Выбрать главу

Этот пример гордыни, переплескиваемой, по завещанию, в потустороннее существование, хорошо показывает, что человек «не может себя сосчитать всего, сказав: вот весь я, и больше меня нигде и ни в чем нет, я уже есмь сполна», заносите меня в энциклопедию, включайте в школьную программу и добавляйте мое скульптурное изображение в один из ярусов новгородского памятника «Тысячелетие России». Только герой художественного произведения позволяет нам «любоваться им как формально завершенным… <…> иметь дело со всем им, с целым». В своих смысловых границах он «должен быть мертв для нас, формально мертв». Поэтому смерть, настаивает Бахтин, — это «форма эстетического завершения личности». Отрезки жизни между рождением и смертью упорядочиваются с помощью ритма, который задается герою автором. Роль ритма в эстетической деятельности Бахтин считает настолько важной, что воздвигает в его честь самое настоящее стихотворение в прозе, не скупясь на возвышенно-поэтические определения: «Ритм возможен как форма отношения к другому, но не к себе самому… <…> ритм — это объятие и поцелуй ценностно уплотненному времени смертной жизни другого. Где ритм, там две души (вернее, душа и дух), две активности; одна — переживающая жизнь и ставшая пассивной для другой, ее активно оформляющей, воспевающей». Нельзя отрицать, что по своей эмоциональной силе эти высказывания намного превосходят вяло-академические обороты в каком-нибудь «Введении в метрику» Жирмунского.
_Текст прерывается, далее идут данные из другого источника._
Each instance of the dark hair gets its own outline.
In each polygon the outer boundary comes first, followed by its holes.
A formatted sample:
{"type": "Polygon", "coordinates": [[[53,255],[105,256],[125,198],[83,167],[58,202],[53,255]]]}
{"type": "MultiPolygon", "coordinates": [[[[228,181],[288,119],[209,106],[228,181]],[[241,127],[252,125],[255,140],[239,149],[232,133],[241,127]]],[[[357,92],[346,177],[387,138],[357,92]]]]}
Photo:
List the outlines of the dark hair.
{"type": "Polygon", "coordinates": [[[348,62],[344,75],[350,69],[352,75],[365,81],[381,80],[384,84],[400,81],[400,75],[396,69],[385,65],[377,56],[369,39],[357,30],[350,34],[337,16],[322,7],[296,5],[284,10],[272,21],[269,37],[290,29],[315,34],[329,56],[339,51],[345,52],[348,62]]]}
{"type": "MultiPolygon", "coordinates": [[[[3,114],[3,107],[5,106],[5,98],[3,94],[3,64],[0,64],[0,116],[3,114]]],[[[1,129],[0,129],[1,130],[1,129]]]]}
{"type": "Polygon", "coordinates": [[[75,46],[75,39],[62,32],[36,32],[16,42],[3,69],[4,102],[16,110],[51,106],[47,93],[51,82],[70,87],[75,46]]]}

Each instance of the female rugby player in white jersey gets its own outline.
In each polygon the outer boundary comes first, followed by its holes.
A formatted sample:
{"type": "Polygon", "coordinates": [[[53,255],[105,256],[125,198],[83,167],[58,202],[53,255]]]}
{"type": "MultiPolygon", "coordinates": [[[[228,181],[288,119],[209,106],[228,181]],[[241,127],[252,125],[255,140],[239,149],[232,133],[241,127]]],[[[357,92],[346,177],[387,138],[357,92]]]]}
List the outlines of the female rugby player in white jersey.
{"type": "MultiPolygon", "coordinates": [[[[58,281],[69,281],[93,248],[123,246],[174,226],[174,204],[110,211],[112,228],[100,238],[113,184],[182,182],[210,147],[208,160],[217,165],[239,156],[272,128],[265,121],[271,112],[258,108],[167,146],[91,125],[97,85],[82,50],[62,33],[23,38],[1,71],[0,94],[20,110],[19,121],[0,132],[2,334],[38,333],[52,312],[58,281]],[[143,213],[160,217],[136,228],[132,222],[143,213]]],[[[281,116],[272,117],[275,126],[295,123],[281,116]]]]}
Но вот как их можно использовать при анализе конкретного художественного текста — не очень-то, будем откровенны, понятно. Впрочем, ими можно эстетически любоваться, чем способен похвастаться далеко не каждый текст, «вкрапленный» в научный трактат.

В предпоследней главе своего исследования, соприкасающегося порой, как мы уже убедились, с художественной прозой, Бахтин ставит проблему «смыслового целого героя». Его интересуют условия, при которых «смысловая установка героя в бытии» становится эстетически значимой. Доискиваясь до них, Бахтин следует все той же методике: сопоставляет поведение человека в жизни и ходы героя в литературном произведении. В данном случае он отталкивается еще и от несколько странного добавочного допущения, что реально живущий человек ни одним своим поступком «не выражает и не определяет непосредственно себя самого». Его поведение будто бы целиком обусловлено задачами, предметами и смыслами, которые ему подсовывает окружающий мир. Для поступающего сознания поступок, по мнению Бахтина, «не нуждается в герое (то есть в определенности личности), но лишь в управляющих и осмысливающих его целях и ценностях». Эти декларации странным образом напоминают бихевиористские низведения человеческой личности до простой суммы поведенческих реакций. Согласиться с ними трудно по той простой причине, что они фактически приравнивают сознание индивида к «черному ящику», который, подчиняясь внешнему импульсу, производит те или иные сигналы. Сам он, не подвергаясь воздействию извне, ничего породить не способен, оставаясь все время как бы выключенным, неработающим. Но если бы внутри этого воображаемого «черного ящика» была бы лишь пустота, разреженный воздух, вакуум, то никакого бы отклика на послания наружного мира в нем бы не происходило. Если же отклики все-таки регистрируются, то это означает, что за стенками «черного ящика» прячется немое нечто, страдающее особой формой аутизма и блокирующее любую автопрезентацию. Между тем любой поступок не исчерпывается формулой «стимул — реакция». То, что реагирует, представляет собой не механическое отражение стимула, а самостоятельно существующую структуру, определенным образом себя выражающую. До конца она, понятно, выразить себя не может, да и не ставит перед собой такой цели, но какую-то часть своей «самости» она, безусловно, запечатлевает в каждой реакции на воздействие внешних факторов. Человек, сознательно нарушающий правила дорожного движения, «выражает» своим поступком не только сумму ситуативно обусловленных моментов (скорость автомобиля, отсутствие или, наоборот, наличие переходящих улицу пешеходов, неработающий светофор и т. п.), но и моральную структуру собственной личности.